Modelos "Sheriff" Iniciais
A "Sheriff Knife" foi o mais
famoso modelo de faca esportiva da Mundial. Seu
"design" é cópia de um modelo alemão de mesmo nome e
de uma variante denominada "Frontier Knife", com a
guarda mais trabalhada, ambos lançados pela Richard Herder nos
anos iniciais da
década de 1970 e que tiveram enorme sucesso na
Europa e EUA.
A "Sheriff
Knife" da Mundial foi comercializada a partir de 1978 e o modelo
de lançamento trazia letras de tipo gótico
(como nas originais alemãs)
na gravação do nome do modelo nas lâminas de
aço inoxidável de 6 polegadas de
comprimento. Após 1978 e durante um curtíssimo período foram
lançadas as primeirissimas "Sheriff
Knife" com lâmina 1/8" maior e bainha de
couro negro ou em tonalidade natural sem o
clássico logotipo dos 4 naipes, as quais foram, em realidade, exemplares
de pré-série comercializados apenas em
estabelecimentos selecionados, mais para verificar-se a
aceitação do mercado. Posteriormente, todas as demais
"Sheriff" teriam lâminas com o comprimento de 6
polegadas. A produção desse modelo encerrou-se por volta de
1981.
A empunhadura das "Sheriff Knife" da Mundial também foi cópia daquela encontrada no modelo alemão inspirador, ou seja, constituída de discos de plástico marrom, grossos, intercalados com outros mais finos de alumínio e espaçadores vermelhos nas extremidades.
Modelo "Pukko"
Afirmam os estudiosos da marca que este é o mais raro modelo de produção normal da Mundial.
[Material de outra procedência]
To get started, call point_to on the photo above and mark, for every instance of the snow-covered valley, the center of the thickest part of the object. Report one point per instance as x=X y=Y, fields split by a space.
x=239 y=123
A história que se tem aqui em
São Paulo é que em 1980 ou 81 (portanto 1 ou 2 anos antes de
encerrar a produção de facas esportivas), a Empresa recebeu uma
encomenda de um distribuidor da Finlândia para produzir 5.000
"pukkos" (que é faca de caça nacional daquele país)
modernos, num "design"
do próprio
distribuidor adaptado às potencialidades da Mundial.
Apreciando muito esse "design", a Mundial teria produzido 1.000 exemplares a mais e vendido-os no mercado nacional, onde tiveram relativo sucesso.
Estes "pukkos" da Mundial tem a lâmina em aço inoxidável, com 4 7/8 polegadas de comprimento, a empunhadura em peça única de Jacarandá-da-Bahia claro e bainha envolvente e costurada na lateral com fio de couro.
A atual direção da Empresa nada sabe informar a respeito das origens de seu modelo "pukko".
Exemplares de 2a. Qualidade
Existiram em 4 ou 5 modelos, entre eles alguns com empunhadura em peça única de plástico imitando chifre de cervo e alguns da linha "Onça" (que eram utilitárias do tipo integral, com empunhadura em talas de jacarandá-da-Bahia).
Por vezes, os
defeitos nesses exemplares são quase imperceptíveis: uma
pequenina mancha no aço, uma falha de polimento, ou de ajuste da
guarda ou dos espaçadores, etc. A honestidade da Mundial era
notável nesse caso, pois ela timbrava a lâmina com a marca ao
lado. Entretanto, foram pouquissimas as lojas que revenderam
esses exemplares de 2a. qualidade, os quais parecem
ter sido comercializados apenas no período de 1978 a 1981.
N. do A.: Agradecimentos especiais ao Dr. Michael L. Ceitlin, diretor-superintendente do Grupo Eberle-Mundial, por suas informações históricas e técnicas sobre a marca Mundial, aos senhores Hélio Barreiro Jr., Hélio Clemente, Flávio Duprat, Jonas Coutinho e Krishna Salinas Paz, estudiosos e colecionadores dessas facas.